El arte de la mentira y el papel del impostor

Nadie tiene la memoria suficiente para mentir siempre con éxito.

(Abraham Lincoln)

Mentir requiere competencia para manejar herramientas cognitivas, como habilidad lingüística y capacidad para alterar estados mentales, es decir, incidir en el nivel de conciencia, en el grado de atención, en el sentido de la orientación de la realidad y, finalmente, en la conducta. Y todo ello con la pericia suficiente para no ser descubiertos con facilidad y quedar en evidencia. Eludir el mecanismo psicológico de la sospecha de fraude en las interacciones cooperativas particulares, no está al alcance de cualquier mentiroso.

Saber mentir va más allá del embelesamiento, de la seducción inventada e improvisada, de las palabras oportunistas, de los hechos de prueba adulterados o tergiversados.
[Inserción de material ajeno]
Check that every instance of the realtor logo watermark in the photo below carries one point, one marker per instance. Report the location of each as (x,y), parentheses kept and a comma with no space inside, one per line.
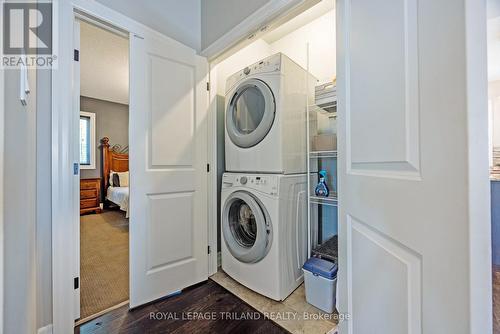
(28,37)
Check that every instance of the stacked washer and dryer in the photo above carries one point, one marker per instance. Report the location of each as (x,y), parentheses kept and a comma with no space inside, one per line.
(264,189)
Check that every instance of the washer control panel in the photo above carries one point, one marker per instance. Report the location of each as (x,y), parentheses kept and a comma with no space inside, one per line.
(267,65)
(264,183)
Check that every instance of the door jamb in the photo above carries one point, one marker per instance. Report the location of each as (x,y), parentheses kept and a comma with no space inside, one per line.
(65,205)
(2,168)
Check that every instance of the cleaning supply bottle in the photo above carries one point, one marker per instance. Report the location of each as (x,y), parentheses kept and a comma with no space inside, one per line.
(321,188)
Saber mentir requiere manejar al dedillo el principio de relevancia informativa. En el arte de manipular la verdad o correr en paralelo a la realidad, los trucos para generar percepción de «credibilidad» son condición sine qua non. Como la mentira es un proceso dinámico de comunicación, el embustero o la embaucadora desarrolla una voluntad firme de hacerse entender para resultar convincentes. El mayor enemigo de la mentira es su inconsistencia y sus contradicciones por fallos de memoria. La memoria juega malas pasadas. El paso del tiempo la hace tramposa, conviene recordarlo aunque no seamos muy mentirosillos.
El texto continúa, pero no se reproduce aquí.